「私達4人とカラオケ、12万でどうですか?」
みなさんご存知、映画「ラブ&ポップ」(1998年)からの一言。女子高生の援助交際をテーマにした村上龍の同名小説を、エヴァンゲリオンでおなじみの庵野秀明監督が、実写としては初めて手掛けた作品。
映画の中身を簡単に言うとエヴァ、変態、仲間由紀恵。
ひとり語りのモノローグ、テロップやクラシック音楽の入り方。好きな人ならすぐに解る、エヴァンゲリオンを彷彿させる庵野節とでも言うのでしょうか。軽く酔ってしまうほどの変態的なカメラワークも監督の「構図」へのこだわりを感じます。
援助交際をもちかけるオジサン達が今となっては同年代として恥ずかしいやら情けないやら。冒頭のセリフのように、カラオケするだけでこの値段(実際はカラオケだけではないのですが)をこの時代の人は平気でやり取りしていたのでしょうか。バブルというのは恐ろしい時代。
オジサン役には渡辺いっけい、手塚とおるにモロ師岡。さらには浅野忠信といった役者陣が気持ち悪い中年達を演じております。
そして最後にこの映画の白眉。主人公の女子高生グループの中には売出し中の仲間由紀恵が。
仲間由紀恵が仲間由紀恵として完成され、圧巻のオーラを放っております。これだけでも一見の価値あり。
部活ってキツイっすよね。
さて、今回の「SPOALの本棚」は援助交際とスポーツのつながりというテーマではもちろんなく、三羽省吾著、「厭世フレーバー」(2005年 文藝春秋)をご紹介しましょう。
リストラされた父親の突然の失踪後、残された5人の家族のそれぞれの物語をポップに描いた作品。
第1章、14歳の次男ケイは駅伝大会の代表に選ばれそうな実力を持ちながらも陸上部をやめ、家計を助けるためというよりは自立するため新聞配達のアルバイトを始めます。
中学生にとって、部活というのは自分の周りを形成する数少ない重要な要素の一つ。

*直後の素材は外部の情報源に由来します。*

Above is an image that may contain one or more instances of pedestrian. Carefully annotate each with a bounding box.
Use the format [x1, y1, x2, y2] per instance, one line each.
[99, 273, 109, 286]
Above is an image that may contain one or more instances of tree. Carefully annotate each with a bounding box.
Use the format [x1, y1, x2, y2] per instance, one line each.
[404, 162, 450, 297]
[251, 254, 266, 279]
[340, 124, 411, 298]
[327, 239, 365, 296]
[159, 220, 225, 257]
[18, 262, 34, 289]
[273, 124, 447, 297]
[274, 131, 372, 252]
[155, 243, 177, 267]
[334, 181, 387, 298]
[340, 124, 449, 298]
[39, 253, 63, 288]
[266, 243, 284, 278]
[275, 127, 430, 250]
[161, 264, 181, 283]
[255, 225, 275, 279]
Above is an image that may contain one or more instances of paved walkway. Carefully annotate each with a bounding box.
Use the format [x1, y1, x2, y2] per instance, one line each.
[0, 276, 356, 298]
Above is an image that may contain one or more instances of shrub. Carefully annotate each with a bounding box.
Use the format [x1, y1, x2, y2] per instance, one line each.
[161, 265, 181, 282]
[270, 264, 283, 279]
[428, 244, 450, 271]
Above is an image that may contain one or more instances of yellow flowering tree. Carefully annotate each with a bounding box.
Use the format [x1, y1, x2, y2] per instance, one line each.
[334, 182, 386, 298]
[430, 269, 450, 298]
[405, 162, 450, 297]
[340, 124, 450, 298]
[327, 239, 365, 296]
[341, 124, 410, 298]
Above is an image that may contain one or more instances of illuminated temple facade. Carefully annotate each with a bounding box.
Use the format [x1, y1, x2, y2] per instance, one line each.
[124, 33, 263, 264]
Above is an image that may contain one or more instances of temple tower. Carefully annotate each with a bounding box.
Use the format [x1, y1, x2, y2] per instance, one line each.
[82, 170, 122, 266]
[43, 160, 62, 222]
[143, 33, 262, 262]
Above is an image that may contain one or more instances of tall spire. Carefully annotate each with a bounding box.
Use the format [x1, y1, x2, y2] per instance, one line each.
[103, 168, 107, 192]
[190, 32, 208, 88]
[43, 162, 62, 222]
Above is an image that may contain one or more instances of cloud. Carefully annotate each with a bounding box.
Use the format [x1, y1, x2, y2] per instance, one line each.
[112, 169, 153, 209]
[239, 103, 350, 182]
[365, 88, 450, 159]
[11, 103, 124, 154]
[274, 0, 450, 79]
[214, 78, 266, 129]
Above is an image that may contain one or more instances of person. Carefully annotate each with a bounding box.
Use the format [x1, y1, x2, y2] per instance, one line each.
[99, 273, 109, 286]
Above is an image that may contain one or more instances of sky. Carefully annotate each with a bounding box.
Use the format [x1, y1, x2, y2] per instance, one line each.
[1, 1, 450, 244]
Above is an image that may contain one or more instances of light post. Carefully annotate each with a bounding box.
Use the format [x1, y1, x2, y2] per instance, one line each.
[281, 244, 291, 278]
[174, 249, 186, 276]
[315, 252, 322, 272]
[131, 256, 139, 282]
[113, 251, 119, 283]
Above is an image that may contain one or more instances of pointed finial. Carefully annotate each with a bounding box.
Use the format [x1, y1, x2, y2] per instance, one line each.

それを辞めてしまうというのは相当勇気がいることじゃないかと。
私の中学時代には「部活を辞める」という文字は辞書に載っていませんでした。
一度入ったら絶対に辞められないシステムというか雰囲気。「水を飲むな」と同じで、今思えば何だったのでしょうか?
第2章、17歳の高校生の長女カナは優等生キャラをやめ、毎晩毎晩、帰宅が遅くなり、援助交際の噂まで立つ始末。冒頭の「ラブ&ポップ」では“テレクラ”や“伝言ダイヤル”がツールの一つでしたが、時を経て“出会い系サイト”が登場。実は帰宅の時間を遅くするためアルバイトをしているのですが、このアルバイト先のおでん屋が後々効いてきます。
第3章、27歳の長男リュウ。第4章、母42歳の薫。このあたりから家族の複雑に絡み合った関係が明るみに出始め、そしてラストの第5章、祖父73歳の新造の章で全ての謎が明らかに。
ちょっと変わった家族の面白話という枠を飛び越え、その時代、その時代のあおりを受けつつも脈々と受け継がれる「家族の本質」を考えさせられる作品に。
部活を辞めようかと思っている中高生、また思春期のお子さんを持った親世代にも是非読んでほしい一冊です。